With a new school year under way, USA Pediatric Gastroenterologist Dr. Daniel Preud’homme said it is important to take time to ensure your child’s nutrition habits are ready for the year ahead.
“Healthy eating habits are the cornerstone of prevention of obesity and associated complications such as diabetes and heart disease,” said Dr. Preud’homme, who is director of the Pediatric Healthy Life Center and professor of pediatrics at the University of South Alabama. “By encouraging healthy eating habits now, you impact your children’s lifelong relationship with food.”
Dr. Preud’homme said it is very important for children to make good food choices – both at school and at home. “The brain is like any organ; it needs appropriate energy and nutrients,” he said. “Without them, the brain function may not be the best it can be and performance at school may not be as good.”
Dr. Preud’homme said school lunches, if chosen correctly, can be a healthy option. “School lunches are much better than in the past,” he said. “Portion size is adequate, salt levels are decreased, and there is more diversity in fruits and vegetables.”
It is recommended that you review the school’s menu with your child and discuss how to build a nutritious meal they will enjoy. Make sure the choices include whole grains, lean protein, vegetables or fruits and low-fat or fat-free dairy. “These choices will ensure appropriate nutrients and energy for activity and growth,” Dr. Preud’homme said.

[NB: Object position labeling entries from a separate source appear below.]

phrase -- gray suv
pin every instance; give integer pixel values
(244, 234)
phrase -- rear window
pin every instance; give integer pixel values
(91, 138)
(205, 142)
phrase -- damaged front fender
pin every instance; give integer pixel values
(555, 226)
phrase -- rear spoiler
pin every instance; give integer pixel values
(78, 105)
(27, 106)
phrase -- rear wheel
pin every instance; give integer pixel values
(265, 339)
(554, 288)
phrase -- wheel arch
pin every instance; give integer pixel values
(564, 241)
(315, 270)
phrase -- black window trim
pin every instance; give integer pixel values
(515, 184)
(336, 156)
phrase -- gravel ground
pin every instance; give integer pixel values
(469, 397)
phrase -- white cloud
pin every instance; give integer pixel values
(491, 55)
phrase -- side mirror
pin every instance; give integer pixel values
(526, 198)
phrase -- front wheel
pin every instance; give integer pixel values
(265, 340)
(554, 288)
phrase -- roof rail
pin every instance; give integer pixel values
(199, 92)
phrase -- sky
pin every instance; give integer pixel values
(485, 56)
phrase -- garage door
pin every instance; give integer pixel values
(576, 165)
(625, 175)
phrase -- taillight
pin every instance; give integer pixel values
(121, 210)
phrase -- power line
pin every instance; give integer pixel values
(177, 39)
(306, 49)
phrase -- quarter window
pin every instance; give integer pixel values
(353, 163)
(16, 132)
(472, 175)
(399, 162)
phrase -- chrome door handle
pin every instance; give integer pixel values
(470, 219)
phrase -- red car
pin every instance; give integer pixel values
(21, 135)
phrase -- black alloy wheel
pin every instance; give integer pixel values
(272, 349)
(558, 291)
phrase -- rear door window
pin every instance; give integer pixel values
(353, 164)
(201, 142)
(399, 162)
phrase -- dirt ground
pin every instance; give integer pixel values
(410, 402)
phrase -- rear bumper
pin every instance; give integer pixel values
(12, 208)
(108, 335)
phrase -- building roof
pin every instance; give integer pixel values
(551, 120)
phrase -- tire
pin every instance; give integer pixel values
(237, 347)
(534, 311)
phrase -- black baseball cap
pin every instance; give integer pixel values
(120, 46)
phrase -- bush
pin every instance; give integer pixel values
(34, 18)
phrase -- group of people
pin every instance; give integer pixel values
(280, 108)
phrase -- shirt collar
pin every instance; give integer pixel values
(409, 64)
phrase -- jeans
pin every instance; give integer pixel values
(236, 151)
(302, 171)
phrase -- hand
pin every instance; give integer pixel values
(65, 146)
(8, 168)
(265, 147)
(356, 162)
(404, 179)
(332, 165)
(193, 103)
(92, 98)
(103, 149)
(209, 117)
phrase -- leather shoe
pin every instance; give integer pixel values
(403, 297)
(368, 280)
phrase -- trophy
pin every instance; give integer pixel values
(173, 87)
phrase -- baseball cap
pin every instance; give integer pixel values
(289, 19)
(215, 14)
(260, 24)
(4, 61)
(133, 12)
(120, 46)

Most importantly, Dr. Preud’homme said modeling the right food choice at home is the best strategy to ensure that the child will make the right choice when the parent is not around. He warns of being too strict at home, however, because it could lead to overeating. “For example, if you remove all starches from a child’s diet at home,” he said, “it may lead them to overdo it at school or outside the direct supervision of the parent.”
If you are concerned about the food available at your child’s school or if your child is a picky eater, Dr. Preud’homme said you can’t go wrong with a packed lunch. “A packed lunch allows for better control over the food, specifically for picky eaters,” he said. “The lunch should be made from home, not bought in the store.” Store-bought packaged lunches are high in calories and fat. In addition, they don’t have enough fiber, have too much salt and are nutrient-poor.
Using the “my plate” example, Dr. Preud’Homme said a healthy lunch is easy to pack. “A good option would be a slice of whole wheat bread with peanut butter, an apple, a cheese stick (fat free or low fat) and a bottle of water. A vegetable can be part of the dinner.”
In addition, eating breakfast is another important aspect of a child’s well being when they go back to school, and it may be helpful to try and establish a good morning routine to get your child ready. “After a long night of sleep, children need proper calories for brain and body function until lunch,” Dr. Preud’Homme said. “Without breakfast, they may have gone up to 16 hours or more without any food since dinner the night before. This may cause the child to eat larger amounts at lunch or engage in too much snacking.”